Nach dem Zusammenbruch der Habsburgermonarchie nahmen die rumänischen Repressionen und der in Polen aufkommende Faschismus zu. Mangers Entscheidung, auf Jiddisch zu dichten, war in diesem Zusammenhang weniger Programm denn Intuition. Eine Intuition, die seinem Werk erst jene tragisch-sentimentale Heiterkeit, jene düster-melancholische Chromatik und impressionistische Sinnlichkeit verleiht, die es zu einem einzigartigen Resonanzraum der Leiden und Hoffnungen seiner Zeit werden ließen. Dabei ist seine Poetik – "Synthese von Musik und Vision" – so jüdisch wie universell.

Die beiden 1937 erschienenen Gedichtbände Welwl Sbarzer schreibt Briefe an Malkele die Schöne und Dämmerung im Spiegel, eine Art Diptychon, bringen die Ethik des Autors gleichsam einmal in Dur und einmal in Moll zu Gehör: Sich unmittelbar "verschenken" und dabei "den Augenblick der Schönheit wiederherstellen", das sind die Vorzeichen, unter denen Manger eine bis zum kleinsten Atom beseelte Welt besingt, sie im Lobpreis auf ihre Lebendigkeit gleichsam noch einmal erschafft.

Doch immer wieder mischt sich in diese mit scheinbar leichter Hand illuminierten Verse eine Selbstironie, die den blau-goldenen Traum von der Erlösung verdunkelt: Armut und Bedrückung, Auswanderung und Exil – die fortschreitende Entzauberung der jüdischen Welt durch die unaufhaltsam einbrechende Geschichte ist nicht mehr zu übersehen. 1938 endet Mangers zehnjähriger Aufenthalt in Warschau mit der Ausweisung aus Polen. Alle Versuche, nach Palästina oder nach Amerika zu gelangen, schlagen fehl; stattdessen beginnt eine von Krankheit und Entbehrungen geprägte Irrfahrt, die ihn über Paris, Marseille und Nordafrika schließlich nach London führt. Die in Wolken über dem Dach (1942) versammelten Gedichte und Sonette dokumentieren die Einsamkeit und Trostlosigkeit dieser Periode, in der sein Bruder Notte nach Samarkand verschleppt, der Vater und die Schwester nach Transnistrien deportiert wurden. Die ursprüngliche, vom Numinosen durchatmete Schönheit seiner Bilder vermag der Dichter angesichts des Vernichtungswahns im "deutschen Mörder- und Irrenhaus" kaum noch zu schützen.
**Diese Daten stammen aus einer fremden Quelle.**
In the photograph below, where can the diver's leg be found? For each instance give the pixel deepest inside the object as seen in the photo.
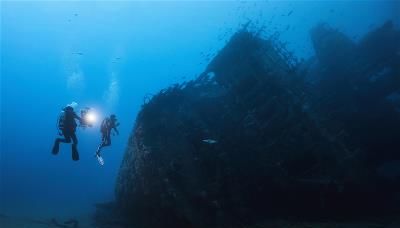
(75, 154)
(101, 145)
(107, 140)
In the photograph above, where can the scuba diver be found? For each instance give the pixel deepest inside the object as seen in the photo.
(108, 124)
(67, 127)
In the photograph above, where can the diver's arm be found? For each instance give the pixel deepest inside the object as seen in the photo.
(116, 130)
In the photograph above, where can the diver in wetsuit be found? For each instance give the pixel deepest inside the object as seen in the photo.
(107, 125)
(67, 125)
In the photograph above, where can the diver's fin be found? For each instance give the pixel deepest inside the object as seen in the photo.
(75, 154)
(56, 148)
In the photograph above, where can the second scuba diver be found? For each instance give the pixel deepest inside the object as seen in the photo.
(67, 126)
(108, 124)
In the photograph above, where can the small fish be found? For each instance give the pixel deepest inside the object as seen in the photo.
(210, 141)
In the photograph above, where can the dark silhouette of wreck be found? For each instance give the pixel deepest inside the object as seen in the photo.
(317, 139)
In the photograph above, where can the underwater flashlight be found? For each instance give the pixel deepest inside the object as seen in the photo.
(91, 117)
(88, 116)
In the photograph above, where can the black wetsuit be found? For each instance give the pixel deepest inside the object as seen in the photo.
(107, 126)
(68, 132)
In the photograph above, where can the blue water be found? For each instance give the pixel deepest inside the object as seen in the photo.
(109, 56)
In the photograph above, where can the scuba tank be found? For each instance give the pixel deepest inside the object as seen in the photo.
(61, 122)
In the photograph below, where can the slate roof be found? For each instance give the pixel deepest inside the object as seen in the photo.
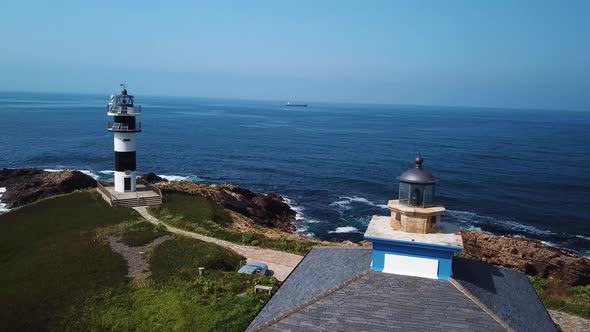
(333, 289)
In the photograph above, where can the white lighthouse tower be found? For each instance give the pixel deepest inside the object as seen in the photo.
(125, 127)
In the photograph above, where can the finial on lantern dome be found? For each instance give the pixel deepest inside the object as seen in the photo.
(419, 161)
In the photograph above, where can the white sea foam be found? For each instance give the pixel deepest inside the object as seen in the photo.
(3, 207)
(509, 225)
(550, 244)
(85, 171)
(345, 229)
(192, 178)
(299, 216)
(301, 222)
(52, 170)
(89, 173)
(345, 203)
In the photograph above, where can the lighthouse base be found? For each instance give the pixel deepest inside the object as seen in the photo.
(145, 195)
(126, 181)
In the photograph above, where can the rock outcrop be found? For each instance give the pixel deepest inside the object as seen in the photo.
(268, 210)
(153, 178)
(529, 256)
(25, 186)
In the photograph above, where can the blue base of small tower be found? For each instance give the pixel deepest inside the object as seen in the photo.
(443, 254)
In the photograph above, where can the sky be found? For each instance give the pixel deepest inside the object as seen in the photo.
(502, 53)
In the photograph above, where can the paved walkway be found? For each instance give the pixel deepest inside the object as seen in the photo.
(570, 323)
(136, 262)
(281, 263)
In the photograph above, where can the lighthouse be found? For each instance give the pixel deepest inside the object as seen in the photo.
(125, 127)
(414, 240)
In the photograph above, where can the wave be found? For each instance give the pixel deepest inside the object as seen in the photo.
(509, 225)
(3, 207)
(299, 216)
(301, 222)
(582, 237)
(345, 229)
(191, 178)
(345, 203)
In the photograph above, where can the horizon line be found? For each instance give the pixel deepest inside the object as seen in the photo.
(319, 101)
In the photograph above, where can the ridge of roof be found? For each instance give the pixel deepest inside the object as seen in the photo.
(310, 302)
(483, 307)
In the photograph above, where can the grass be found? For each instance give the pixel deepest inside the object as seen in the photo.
(558, 296)
(200, 215)
(57, 273)
(179, 299)
(189, 255)
(50, 258)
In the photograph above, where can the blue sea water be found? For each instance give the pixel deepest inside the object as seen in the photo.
(513, 172)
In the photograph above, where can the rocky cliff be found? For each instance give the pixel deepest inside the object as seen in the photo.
(269, 210)
(25, 186)
(529, 256)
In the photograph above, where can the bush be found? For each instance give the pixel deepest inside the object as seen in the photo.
(247, 238)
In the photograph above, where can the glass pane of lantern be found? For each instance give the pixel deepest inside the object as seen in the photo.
(416, 195)
(429, 195)
(404, 193)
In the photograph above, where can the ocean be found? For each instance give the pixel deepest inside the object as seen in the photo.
(509, 172)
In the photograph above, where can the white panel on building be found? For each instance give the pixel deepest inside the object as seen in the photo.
(411, 266)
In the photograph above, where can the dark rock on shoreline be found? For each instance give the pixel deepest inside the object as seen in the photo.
(529, 256)
(153, 178)
(268, 210)
(25, 186)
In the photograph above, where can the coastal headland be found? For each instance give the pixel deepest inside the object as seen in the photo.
(226, 217)
(270, 214)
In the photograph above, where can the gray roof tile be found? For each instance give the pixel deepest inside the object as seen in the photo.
(386, 302)
(507, 293)
(320, 270)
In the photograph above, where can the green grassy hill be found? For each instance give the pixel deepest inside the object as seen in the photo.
(57, 272)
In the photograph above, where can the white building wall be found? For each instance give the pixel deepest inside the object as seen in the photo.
(411, 266)
(124, 142)
(120, 180)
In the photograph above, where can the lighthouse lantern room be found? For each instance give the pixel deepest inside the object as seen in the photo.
(413, 240)
(125, 127)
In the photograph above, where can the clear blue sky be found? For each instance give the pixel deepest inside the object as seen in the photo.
(526, 54)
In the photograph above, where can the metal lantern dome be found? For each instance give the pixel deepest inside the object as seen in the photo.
(417, 186)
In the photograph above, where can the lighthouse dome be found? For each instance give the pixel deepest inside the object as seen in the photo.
(418, 175)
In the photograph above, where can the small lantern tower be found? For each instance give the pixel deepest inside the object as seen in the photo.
(125, 127)
(413, 240)
(416, 211)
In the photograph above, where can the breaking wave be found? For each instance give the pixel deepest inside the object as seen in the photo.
(345, 229)
(473, 219)
(3, 207)
(301, 222)
(345, 203)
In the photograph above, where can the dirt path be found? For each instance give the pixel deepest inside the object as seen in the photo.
(136, 262)
(281, 263)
Manger ergibt sich der Trunksucht und der Depression, steht kurz davor, der "unglücklichen Trance, die mich in die jiddische Kultur hineingeschleppt hat", ein Ende zu machen und sein bisheriges Werk zu annullieren, als ihm 1951 endlich die Einreise in die USA bewilligt wird. Dort stößt sein Werk auf ein enthusiastisches Echo. Doch bis hin zu seinem letzten, zwei Jahre vor seinem Tod in Gedera veröffentlichten Gedichtband Sterne im Staub (1967) zeugen seine späten Lieder von einem, dem das "Wunder" unwiderruflich zur "Wunde" wurde.

Dass nun erstmals eine breite Auswahl von Mangers Gedichten in einer zweisprachigen Ausgabe erscheint, ist kaum hoch genug einzuschätzen, auch wenn die Übertragungen von Efrat Gal-Ed unter anderem aufgrund ihrer großen Treue zum Original mitunter etwas holprig wirken. Der Gedichtband bleibt dennoch eine Entdeckung, nicht zuletzt, weil Manger auch per CD so zur Geltung kommt, wie es ihm und seiner Sprache gebührt: als Sänger jiddischer "Wortkonzerte".